Not sure what you mean by “evolutionary force”. Whether drift dominates selection depends on s and Ne. My point, once more, is that s doesn’t depend on Ne.
Disagreeing. GE doesn’t require that variants, or a combination of variants, kill the organism. It requires that variants reduce the population average absolute fitness below 1 recruitment per individual per generation. What’s required in order for selection not to prevent that is that the variance in absolute fitness resulting from nearly neutral alleles is low.
You are confusing absolute fitness with relative fitness. Natural selection acts on relative fitness, but GE is a claim about absolute fitness. You are also confusing individual mutations with an accumulation of mutations, each of negligible effect. The individual variants, if by that you refer to alleles, are nearly neutral. The aggregate of thousands of these alleles would not be neutral except that there is not sufficient variance in the number of them among individuals in the population for there to be differential reproductive success.
No, that’s not true. Not the exact same mutations. A number of these mutations achieve fixation in the population each generation equal to the mutation rate, and the number in a given individual’s genome, mostly inherited from parents, is not significantly different among individuals. The idea is that it takes a difference in number of thousands in order for selection to work.

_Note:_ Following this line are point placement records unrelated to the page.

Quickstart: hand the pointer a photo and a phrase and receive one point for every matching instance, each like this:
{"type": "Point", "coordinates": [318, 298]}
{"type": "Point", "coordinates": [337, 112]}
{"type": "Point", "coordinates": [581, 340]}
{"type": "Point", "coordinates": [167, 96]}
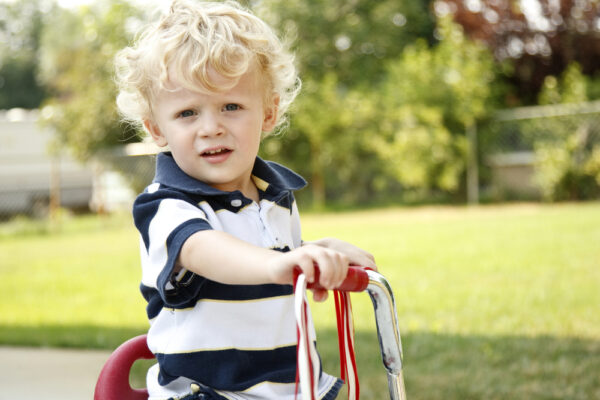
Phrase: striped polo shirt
{"type": "Point", "coordinates": [239, 340]}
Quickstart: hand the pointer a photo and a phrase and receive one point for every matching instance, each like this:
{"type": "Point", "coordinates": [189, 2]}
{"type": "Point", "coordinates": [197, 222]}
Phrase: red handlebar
{"type": "Point", "coordinates": [357, 280]}
{"type": "Point", "coordinates": [113, 382]}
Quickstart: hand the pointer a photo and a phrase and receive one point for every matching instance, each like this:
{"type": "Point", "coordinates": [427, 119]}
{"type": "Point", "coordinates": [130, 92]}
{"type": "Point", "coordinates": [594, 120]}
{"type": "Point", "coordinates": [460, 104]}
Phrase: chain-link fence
{"type": "Point", "coordinates": [35, 181]}
{"type": "Point", "coordinates": [532, 152]}
{"type": "Point", "coordinates": [545, 151]}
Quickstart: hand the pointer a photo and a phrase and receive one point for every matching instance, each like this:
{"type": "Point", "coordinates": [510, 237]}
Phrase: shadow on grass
{"type": "Point", "coordinates": [437, 366]}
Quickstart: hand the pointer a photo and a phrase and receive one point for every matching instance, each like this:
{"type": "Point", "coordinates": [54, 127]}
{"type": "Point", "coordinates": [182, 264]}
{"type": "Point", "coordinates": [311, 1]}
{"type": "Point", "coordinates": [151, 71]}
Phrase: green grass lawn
{"type": "Point", "coordinates": [494, 302]}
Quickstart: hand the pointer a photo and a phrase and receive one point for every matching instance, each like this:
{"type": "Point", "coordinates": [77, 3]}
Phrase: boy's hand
{"type": "Point", "coordinates": [333, 266]}
{"type": "Point", "coordinates": [356, 255]}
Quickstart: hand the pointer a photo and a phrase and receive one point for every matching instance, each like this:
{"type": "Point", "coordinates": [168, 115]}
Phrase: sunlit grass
{"type": "Point", "coordinates": [494, 302]}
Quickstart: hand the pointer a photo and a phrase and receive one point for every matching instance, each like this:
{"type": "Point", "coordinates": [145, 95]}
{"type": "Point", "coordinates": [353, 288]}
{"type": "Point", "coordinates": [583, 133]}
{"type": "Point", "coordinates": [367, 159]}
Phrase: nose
{"type": "Point", "coordinates": [209, 124]}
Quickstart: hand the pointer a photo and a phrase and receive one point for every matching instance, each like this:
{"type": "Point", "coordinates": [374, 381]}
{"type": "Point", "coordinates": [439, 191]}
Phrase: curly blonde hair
{"type": "Point", "coordinates": [193, 38]}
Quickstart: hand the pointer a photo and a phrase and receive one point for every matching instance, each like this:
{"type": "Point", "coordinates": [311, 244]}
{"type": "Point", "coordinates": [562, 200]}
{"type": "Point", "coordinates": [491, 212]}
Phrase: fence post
{"type": "Point", "coordinates": [472, 165]}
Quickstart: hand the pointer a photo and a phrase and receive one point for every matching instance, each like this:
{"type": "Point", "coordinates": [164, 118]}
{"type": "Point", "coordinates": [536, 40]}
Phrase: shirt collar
{"type": "Point", "coordinates": [267, 175]}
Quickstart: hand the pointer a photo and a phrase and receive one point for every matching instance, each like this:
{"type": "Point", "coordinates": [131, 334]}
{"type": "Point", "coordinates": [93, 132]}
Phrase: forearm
{"type": "Point", "coordinates": [221, 257]}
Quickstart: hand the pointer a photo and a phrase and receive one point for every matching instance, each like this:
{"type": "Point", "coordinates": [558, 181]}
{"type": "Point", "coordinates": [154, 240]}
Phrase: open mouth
{"type": "Point", "coordinates": [216, 152]}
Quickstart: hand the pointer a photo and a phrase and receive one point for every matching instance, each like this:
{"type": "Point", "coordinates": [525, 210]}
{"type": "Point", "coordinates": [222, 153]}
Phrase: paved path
{"type": "Point", "coordinates": [49, 374]}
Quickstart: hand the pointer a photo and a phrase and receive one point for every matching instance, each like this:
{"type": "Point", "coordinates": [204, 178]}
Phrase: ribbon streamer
{"type": "Point", "coordinates": [308, 364]}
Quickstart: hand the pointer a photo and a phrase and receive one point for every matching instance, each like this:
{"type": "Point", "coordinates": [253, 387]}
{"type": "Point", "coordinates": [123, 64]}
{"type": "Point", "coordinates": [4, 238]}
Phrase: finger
{"type": "Point", "coordinates": [320, 295]}
{"type": "Point", "coordinates": [342, 271]}
{"type": "Point", "coordinates": [307, 267]}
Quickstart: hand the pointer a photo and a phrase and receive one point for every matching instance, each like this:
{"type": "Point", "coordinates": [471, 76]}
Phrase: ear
{"type": "Point", "coordinates": [154, 131]}
{"type": "Point", "coordinates": [270, 117]}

You understand that this is not a threshold, right? Selection gradually reduces the probability of fixation below the neutral level as Nes becomes more negative. There is no magic point at which selection kicks in. And you still don’t seem to grasp that the variance in the number of nearly neutral alleles much be large in order for selection to operate well enough.
Not clear what you mean there, but I think it’s probably wrong.
Yes, if by the organism you refer to the species.
I don’t know what you mean by that. Who’s ignoring the predicted outcome? Who’s placating anything?
If that’s what you’re saying, in what way are you disagreeing with me? I would say that there is no “on/off switch”, just a fuzzy region in which fixation begins to be at less than the neutral rate.